Some of our customers:

Students playing economics games
Toulouse School of Economics, Paris Dauphine University, Toulouse Business School, HEC Paris Executive MBA, AgroParisTech, University of Lille, Sciences Po, ENAC, IMT Atlantique, ENSAI, Mines-Albi, Ecole des Ponts ParisTech, University Rennes 1, MOOC "Manage Your Prices", Purpan, Master EDDEE, Ecole Polytechnique...

Some sessions have also been run in 10th or 11th grade or with students who had no prior background in economics.

A few comments from learners of the MOOC "Manage your Prices: an Introduction to Pricing Strategy and Revenue Management":

Student's feedbacks about the MOOC's games

Illustration of the approach, with The Airline Game.

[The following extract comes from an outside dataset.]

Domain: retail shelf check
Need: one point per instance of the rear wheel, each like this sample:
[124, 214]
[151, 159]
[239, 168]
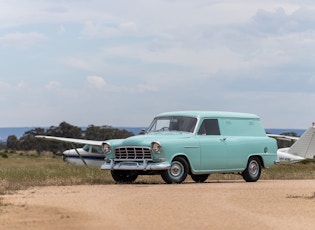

In The Airline Game's base model, players must first choose what aircraft type to lease (and how many seats to install inside) and how many flights to schedule, in peak and off-peak periods? Then during the year, they are also responsible for the (dynamic) pricing of the flights, in the revenue management phases.

Time structure

Later in the game, players may have to claim for, buy or trade CO2 emission permits or airport slots, negotiate with aircraft manufacturers, control fuel or maintenance costs, set up frequent-flyer programs or flexible fares, engage in mergers or takeovers... and face many unexpected events that require adapting their strategy.

The Modular Approach

The Airline Game's base model is kept simple in order to optimize the readability of the specific issues on which we want to focus.

These issues may be:
  • specialized, like airport slots allocation (through administrative process, different kind of auctions, or pricing schemes, with more or less stringent grand-fathering rules). Or the impact of CO2 tradable permits on airline industry.
  • or more general, if we are teaching industrial organization or strategy (costs, long-run/short-run, demand and consumers' choices, shocks, price elasticity of demand, consumer and social surplus, monopoly and oligopoly, rents and limited production capacity, price and quantity competition, price discrimination, collusion, barriers to entry, horizontal and vertical differentiation, mergers, R&D, switching costs, auctions, game theory and strategy...)

Hence, the game is highly modular, and implies features and scenario events that are introduced into the base model progressively, and activated on demand.

As an illustration, while the base model relies on an extremely simple cost structure, ...

Simple costs

... it becomes more elaborate when new features appear.

More elaborate costs

There is no need to read a manual, players get directly and intuitively into the game via a tutorial that guides them step by step through the interface and invites them to learn by trial and error.